Wednesday, 26 October 2011


Montenegro. Another day, another boarder, another currency, though thankfully back to the Euro. We'd skipped Dubrovnik part two in the end as the campsite used up the last of our Kunas and we didn't want to get more and stocked up at the bakery once w'd crossed over into Montenagro. We stuck to the coast road first, drivng around the stunning Kotorska Bay, an extensive and weird shaped inlet with a coastline of over 45km. The amount of photos I now take every day has got out of hand but it's hard not to!
We got diverted by a sign promising prehistoric cave paintings at one point and got directed up into the hills above the inlet, We never found the paintings but the views were terriffic and we found some old bunkers around the hills, from what era we weren't sure.
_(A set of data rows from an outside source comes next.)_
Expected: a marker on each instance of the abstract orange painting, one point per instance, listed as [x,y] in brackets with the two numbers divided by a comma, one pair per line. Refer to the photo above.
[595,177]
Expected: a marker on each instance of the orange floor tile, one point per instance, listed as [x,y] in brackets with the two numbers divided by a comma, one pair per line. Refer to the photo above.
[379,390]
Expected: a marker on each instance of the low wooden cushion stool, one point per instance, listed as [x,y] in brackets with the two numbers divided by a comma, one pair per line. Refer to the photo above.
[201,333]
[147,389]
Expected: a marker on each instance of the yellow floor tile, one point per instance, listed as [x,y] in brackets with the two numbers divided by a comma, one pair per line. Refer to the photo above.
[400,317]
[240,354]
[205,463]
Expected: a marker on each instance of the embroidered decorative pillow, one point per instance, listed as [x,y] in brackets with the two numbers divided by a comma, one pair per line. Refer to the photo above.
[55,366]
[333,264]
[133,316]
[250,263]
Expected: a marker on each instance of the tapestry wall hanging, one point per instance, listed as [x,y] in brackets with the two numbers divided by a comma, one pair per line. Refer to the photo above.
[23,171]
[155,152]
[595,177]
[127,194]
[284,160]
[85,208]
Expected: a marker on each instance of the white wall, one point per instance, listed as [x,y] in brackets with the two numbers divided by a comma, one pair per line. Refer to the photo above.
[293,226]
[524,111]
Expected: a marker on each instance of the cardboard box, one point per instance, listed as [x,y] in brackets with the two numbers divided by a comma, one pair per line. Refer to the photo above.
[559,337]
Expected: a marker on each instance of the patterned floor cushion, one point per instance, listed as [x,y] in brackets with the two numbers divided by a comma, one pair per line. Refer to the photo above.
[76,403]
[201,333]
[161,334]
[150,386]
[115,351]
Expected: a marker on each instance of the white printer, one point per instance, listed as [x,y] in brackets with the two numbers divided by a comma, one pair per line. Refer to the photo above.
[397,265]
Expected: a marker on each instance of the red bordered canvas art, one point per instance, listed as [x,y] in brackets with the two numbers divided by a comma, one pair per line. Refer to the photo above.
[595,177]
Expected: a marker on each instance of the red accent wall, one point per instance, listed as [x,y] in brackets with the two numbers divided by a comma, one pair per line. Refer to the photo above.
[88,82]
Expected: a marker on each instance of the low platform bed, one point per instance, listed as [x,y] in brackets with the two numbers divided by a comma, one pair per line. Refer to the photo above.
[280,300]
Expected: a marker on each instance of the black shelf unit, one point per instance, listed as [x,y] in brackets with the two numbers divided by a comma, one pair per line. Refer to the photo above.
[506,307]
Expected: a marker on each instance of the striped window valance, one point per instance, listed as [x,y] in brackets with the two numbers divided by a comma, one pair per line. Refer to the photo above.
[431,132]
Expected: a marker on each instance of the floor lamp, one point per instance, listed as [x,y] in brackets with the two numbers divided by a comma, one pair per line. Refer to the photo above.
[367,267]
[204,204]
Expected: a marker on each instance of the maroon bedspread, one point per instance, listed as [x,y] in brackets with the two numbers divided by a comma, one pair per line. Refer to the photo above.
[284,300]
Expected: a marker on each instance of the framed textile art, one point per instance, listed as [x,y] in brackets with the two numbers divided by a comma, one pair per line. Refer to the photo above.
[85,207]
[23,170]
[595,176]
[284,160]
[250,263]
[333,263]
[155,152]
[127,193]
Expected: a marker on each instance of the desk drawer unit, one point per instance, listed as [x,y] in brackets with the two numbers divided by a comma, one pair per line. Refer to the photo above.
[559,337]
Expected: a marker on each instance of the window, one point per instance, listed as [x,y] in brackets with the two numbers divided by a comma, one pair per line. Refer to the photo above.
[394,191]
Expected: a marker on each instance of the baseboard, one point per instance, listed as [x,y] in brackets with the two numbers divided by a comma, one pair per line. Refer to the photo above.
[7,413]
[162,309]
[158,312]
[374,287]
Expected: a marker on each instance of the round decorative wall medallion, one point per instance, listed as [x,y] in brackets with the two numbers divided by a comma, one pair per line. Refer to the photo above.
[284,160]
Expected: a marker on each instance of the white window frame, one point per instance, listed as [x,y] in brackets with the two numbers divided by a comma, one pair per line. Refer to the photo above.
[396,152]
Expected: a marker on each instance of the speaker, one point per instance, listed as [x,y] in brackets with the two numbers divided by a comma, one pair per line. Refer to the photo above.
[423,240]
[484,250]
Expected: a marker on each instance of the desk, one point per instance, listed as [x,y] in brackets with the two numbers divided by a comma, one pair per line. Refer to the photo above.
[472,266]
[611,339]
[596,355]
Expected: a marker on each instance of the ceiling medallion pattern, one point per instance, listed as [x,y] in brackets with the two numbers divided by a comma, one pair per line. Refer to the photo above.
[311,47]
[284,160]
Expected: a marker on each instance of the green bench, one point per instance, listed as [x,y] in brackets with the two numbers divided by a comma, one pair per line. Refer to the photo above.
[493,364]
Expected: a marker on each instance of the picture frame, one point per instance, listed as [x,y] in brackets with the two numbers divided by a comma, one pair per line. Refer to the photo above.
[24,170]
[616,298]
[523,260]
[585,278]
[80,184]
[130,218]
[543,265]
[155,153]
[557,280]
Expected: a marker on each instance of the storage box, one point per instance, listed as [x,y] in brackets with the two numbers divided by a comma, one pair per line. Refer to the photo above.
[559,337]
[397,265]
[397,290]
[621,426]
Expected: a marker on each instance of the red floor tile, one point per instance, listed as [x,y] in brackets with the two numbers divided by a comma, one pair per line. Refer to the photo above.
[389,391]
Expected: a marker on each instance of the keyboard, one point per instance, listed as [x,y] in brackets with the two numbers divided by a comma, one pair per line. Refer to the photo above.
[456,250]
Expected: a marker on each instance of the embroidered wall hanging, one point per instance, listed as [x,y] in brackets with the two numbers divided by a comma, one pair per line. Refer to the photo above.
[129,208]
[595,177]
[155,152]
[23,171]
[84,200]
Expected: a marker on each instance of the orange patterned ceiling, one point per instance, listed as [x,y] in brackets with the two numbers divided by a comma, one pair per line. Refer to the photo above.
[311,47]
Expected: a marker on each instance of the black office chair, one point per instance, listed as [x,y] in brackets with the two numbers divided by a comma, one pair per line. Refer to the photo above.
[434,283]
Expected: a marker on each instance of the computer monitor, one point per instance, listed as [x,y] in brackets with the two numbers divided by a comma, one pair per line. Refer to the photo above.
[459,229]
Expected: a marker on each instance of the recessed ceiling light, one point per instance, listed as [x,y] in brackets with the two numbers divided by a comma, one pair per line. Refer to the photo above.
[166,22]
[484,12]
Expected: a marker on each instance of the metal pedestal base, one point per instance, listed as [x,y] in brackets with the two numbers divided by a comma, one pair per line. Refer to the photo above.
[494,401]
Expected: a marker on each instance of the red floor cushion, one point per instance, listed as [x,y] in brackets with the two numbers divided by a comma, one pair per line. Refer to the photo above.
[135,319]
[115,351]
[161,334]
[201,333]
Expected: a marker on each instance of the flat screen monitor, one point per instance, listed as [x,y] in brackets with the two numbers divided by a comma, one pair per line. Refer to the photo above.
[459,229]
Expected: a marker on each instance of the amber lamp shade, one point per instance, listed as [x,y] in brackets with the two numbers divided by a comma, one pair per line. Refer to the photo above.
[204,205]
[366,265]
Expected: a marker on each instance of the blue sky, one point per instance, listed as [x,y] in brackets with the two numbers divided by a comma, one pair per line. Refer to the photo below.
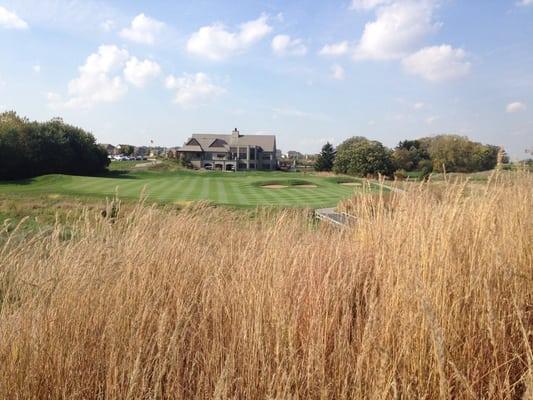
[308,71]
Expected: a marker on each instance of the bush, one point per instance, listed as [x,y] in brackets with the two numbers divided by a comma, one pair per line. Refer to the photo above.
[400,174]
[362,157]
[29,149]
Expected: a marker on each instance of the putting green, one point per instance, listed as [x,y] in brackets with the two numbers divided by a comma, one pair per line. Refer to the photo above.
[240,189]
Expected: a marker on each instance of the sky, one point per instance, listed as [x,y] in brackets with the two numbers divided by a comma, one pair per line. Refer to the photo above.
[308,71]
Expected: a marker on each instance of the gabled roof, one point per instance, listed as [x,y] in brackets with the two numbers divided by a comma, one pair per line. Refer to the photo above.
[212,142]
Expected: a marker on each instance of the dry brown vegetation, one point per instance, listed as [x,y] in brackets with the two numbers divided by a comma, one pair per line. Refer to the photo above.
[429,296]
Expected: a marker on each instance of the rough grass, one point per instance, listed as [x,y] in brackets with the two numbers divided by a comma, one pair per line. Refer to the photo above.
[430,296]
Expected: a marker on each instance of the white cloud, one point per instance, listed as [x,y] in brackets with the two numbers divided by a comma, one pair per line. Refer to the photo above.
[108,25]
[283,45]
[104,78]
[294,113]
[96,82]
[10,20]
[438,63]
[367,4]
[334,49]
[398,29]
[337,72]
[516,106]
[215,42]
[143,30]
[193,89]
[139,73]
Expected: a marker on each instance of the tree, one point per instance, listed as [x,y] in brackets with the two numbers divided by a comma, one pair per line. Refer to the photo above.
[126,149]
[362,157]
[325,159]
[29,149]
[459,154]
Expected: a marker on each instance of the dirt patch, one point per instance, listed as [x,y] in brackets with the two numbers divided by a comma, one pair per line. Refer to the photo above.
[350,184]
[274,186]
We sunk down into the bay again passing through woods that were about fifty percent pommegranite trees, I couldn't resist any longer and popped out to pick a few and very tasty they are too. We emerged in the town of Perast and immediately took in the Venician style buildings the guide says are remiant from the Italian colonisation of the area. When we took a walk around there was less to the town than we expected but I did see someone growing kiwis in their garden. I was amazed- they grow like grapes, I had no idea. I was so excited by them that the owner picked and handed me an armful!

We headed back up into the hills via the twenty five harpin bends that rapidly ascend an almost vertical slope above Kotor. The view gets better and better with each bend until, a little like the Eiffel Tower, the distance just become unreal and the view misty with distance. We headed into Lovcen National Park and up to the tallest peak (1749m) where, at the top, not only stands the mausoleum for Peter II, Montenagro's national hero but, with stairs leadin all th way up from the fairly elevated carpark, the views out across this country are unsuppassed. The white rocky mountians or hills seem to go on forever and look like they should be wild and barren but if you look closer you see many trees and shrubs and villages, homesteads, even a city in amongst. This is because when the threat of the Ottoman empire was closing in all around, the people and monks of Montenagro retreated here and succesfully kept them out, preserving their own culture and customs.
We drove on northwards, out into this strange landscape and found the best camping spot so far- up a bare, stoney hill with a phone mast at the top with an absolutely stunning 300 degree view. Not only may I run out of memory card space for my photos at this rate but I'm raidly running out of fresh vocablurairy to describe just how increadible each new area is!